• [^] # Re: TLDR

    Posté par (site web personnel) . En réponse au lien L’impact climatique du numérique et, notamment, du streaming (et aussi les impacts indirects). Évalué à 10.

    Cette vidéo confirme que 80 à 90% de l'impact CO2 des activités numériques en général viennent du terminal des utilisateurs (PC, tablette, téléphone).

    Précision : en France (et tout pays avec une électricité relativement peu carbonée).
    Cela néglige aussi les autres empreintes écologiques qui ne sont pas négligeables.

    La mode est à reporter ces coûts sur l'IA, ça n'est plus Google mais l'IA qui détruit la planète. Mais en fait c'est assez faux, les data centers c'est comme les transports en commun, ils mutualisent les coûts environnementaux parce que c'est l'intérêt des multinationales que d'optimiser leur utilisation. Un bus consomme plus qu'une voiture, mais si dans le bus il y a 50 personnes, alors le bus est une solution bien plus sobre. Pour le numérique c'est pareil, un serveur dans un datacenter demande plus de ressources qu'un PC, mais comme des centaines ou des milliers de personnes mutualisent ce serveur, le coût écologique par utilisateur est négligeable.
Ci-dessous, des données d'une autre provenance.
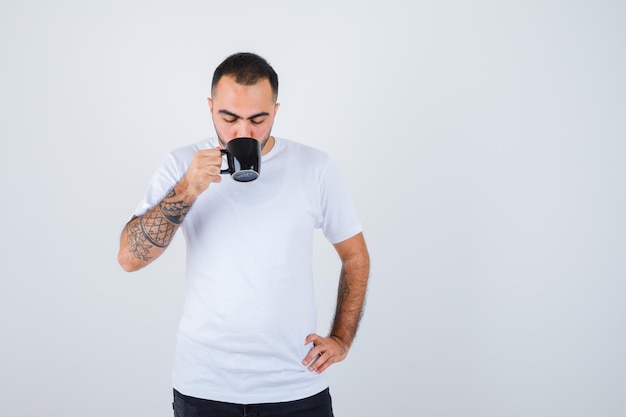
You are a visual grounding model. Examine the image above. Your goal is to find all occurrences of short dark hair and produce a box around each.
[211,52,278,99]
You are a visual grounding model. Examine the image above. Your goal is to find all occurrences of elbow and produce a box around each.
[117,251,141,272]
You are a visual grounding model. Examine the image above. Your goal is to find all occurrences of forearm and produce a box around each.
[330,245,369,347]
[118,183,195,272]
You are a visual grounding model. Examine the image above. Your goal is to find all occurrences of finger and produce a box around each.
[308,351,335,373]
[304,333,322,345]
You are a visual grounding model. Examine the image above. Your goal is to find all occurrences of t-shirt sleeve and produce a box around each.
[319,158,363,244]
[133,154,184,216]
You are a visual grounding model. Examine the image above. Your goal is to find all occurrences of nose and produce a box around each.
[237,120,252,138]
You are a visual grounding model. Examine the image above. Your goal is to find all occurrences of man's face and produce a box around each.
[209,76,279,153]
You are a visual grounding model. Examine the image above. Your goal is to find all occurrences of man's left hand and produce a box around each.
[302,333,350,374]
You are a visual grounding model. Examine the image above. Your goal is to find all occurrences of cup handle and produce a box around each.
[220,149,233,174]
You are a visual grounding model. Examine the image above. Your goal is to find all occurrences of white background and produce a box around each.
[0,0,626,417]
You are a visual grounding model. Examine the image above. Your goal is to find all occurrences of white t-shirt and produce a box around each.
[135,138,361,404]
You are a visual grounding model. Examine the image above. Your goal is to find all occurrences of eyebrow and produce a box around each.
[218,110,270,120]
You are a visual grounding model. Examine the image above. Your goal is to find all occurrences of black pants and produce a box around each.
[173,388,333,417]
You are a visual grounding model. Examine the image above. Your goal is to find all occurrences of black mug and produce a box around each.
[220,138,261,182]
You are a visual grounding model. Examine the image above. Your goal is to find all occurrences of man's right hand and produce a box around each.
[177,148,222,200]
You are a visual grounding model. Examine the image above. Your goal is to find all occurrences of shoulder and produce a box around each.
[276,138,330,167]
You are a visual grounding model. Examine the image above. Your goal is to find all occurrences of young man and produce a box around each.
[118,53,369,417]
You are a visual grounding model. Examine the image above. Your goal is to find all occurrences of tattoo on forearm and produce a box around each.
[127,188,191,262]
[139,210,178,248]
[159,188,191,224]
[335,268,350,317]
[126,219,152,262]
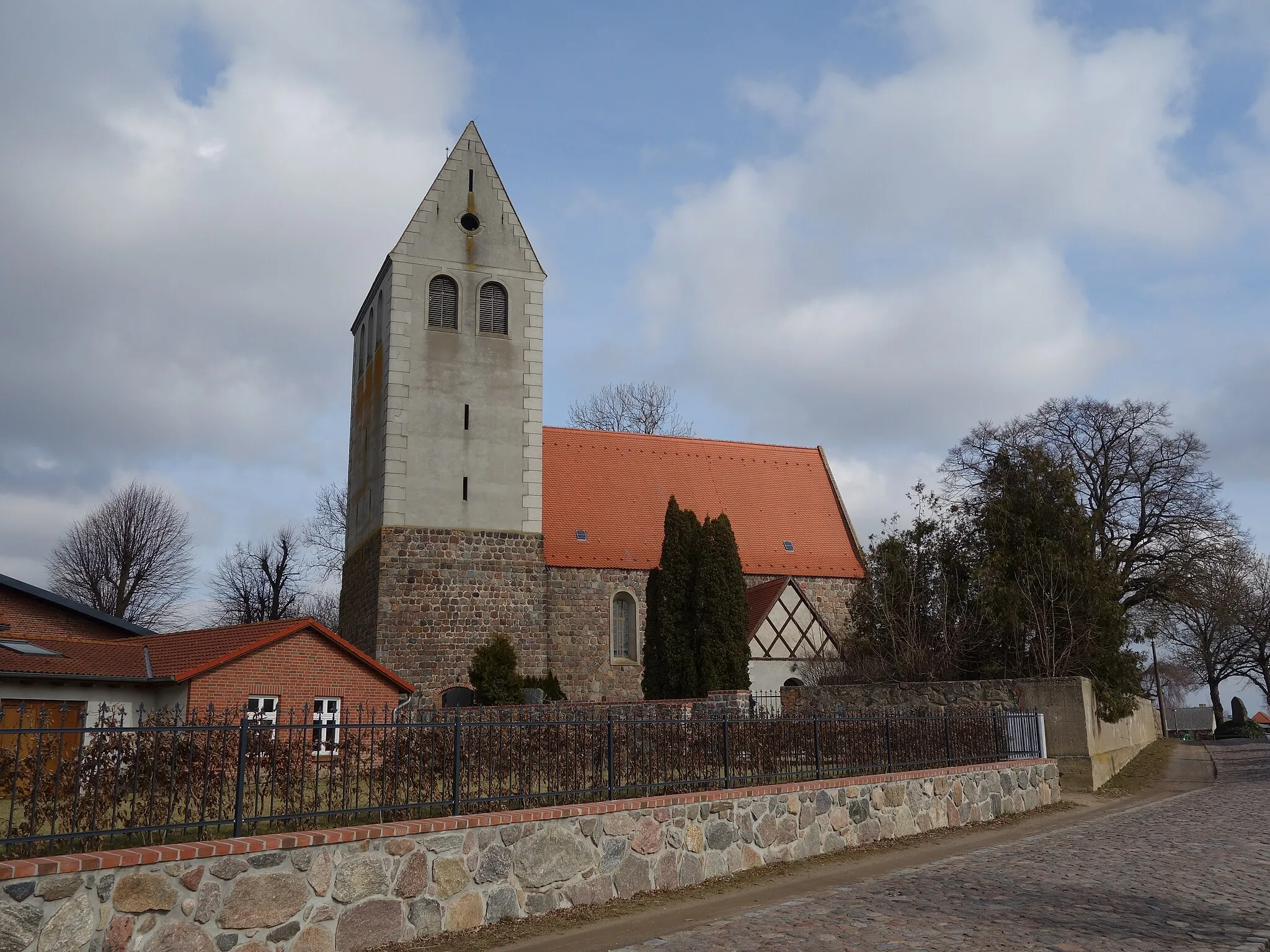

    L'IA a quand même quelques particularités par rapport aux autres services numériques classiques :

    • Le marché est loin d'être mature, l'usage peut exploser. D'ailleurs alors que tous les GAFAM projetaient une neutralité carbone et une baisse de consommation avant l'IA, ils sont tous revenus allègrement sur ces projets, montrant que cet effet est immédiat et à grande échelle ;
    • Les performances requises pour une requête d'un utilisateur font que c'est plus difficile de mutualiser le matériel, donc il faut plus de serveurs pour la même base d'utilisateurs. Serveurs qui sont eux même plus gourmands que pour un serveur classique car un GPU haute performance est requise ce qui n'est pas le cas pour les autres services. Et le besoin en CPU / RAM ne disparaît pas sur ces machines donc l'impact s'accumule. Cela nécessite aussi des systèmes de refroidissement plus conséquents ;
    • Comme les requêtes et le contexte sont très spécifiques, il y a très peu de systèmes de caches géographiques comme de calculs qui sont possibles pour améliorer le bilan en réduisant la pression sur le réseau ou les serveurs ;
    • De par le point précédent, ces IA doivent faire de nombreuses requêtes dans le Web pour indexer mais aussi tout simplement accéder aux données que l'utilisateur fourni donc ça s'accumule avec d'autres impacts existants ;
    • Les besoins en calculs pour les gros modèles sont tels que la durée de vie des serveurs semble très courte, ce qui nécessite de renouveler les équipements plus souvent côté infra ;
    • Les entreprises ne sont pas transparentes sur ces projets là, rendant une évaluation indépendante difficile alors qu'elle est nécessaire.
    • L'IA gourmande s'invite dans les terminaux pour des raisons de latence / vie privée, ce qui nécessite des terminaux plus performants (voir le cas de l'iPhone qui a du augmenter sa RAM disponible pour cet usage) ce qui accélère le taux de renouvellement.

    Alors oui, la balance bénéfice risque pourrait être bénéfique même à plus longue échéance, la réalité est qu'on en sait rien à ce stade ce qui est gênant. Cela rejoint le message de la vidéo : oui l'impact du numérique d'un point de vue technique n'est pas le pire domaine du point de vue environnemental. Mais cela ne signifie pas qu'on doit laisser faire, il faut réduire ces impacts dans la mesure du possible.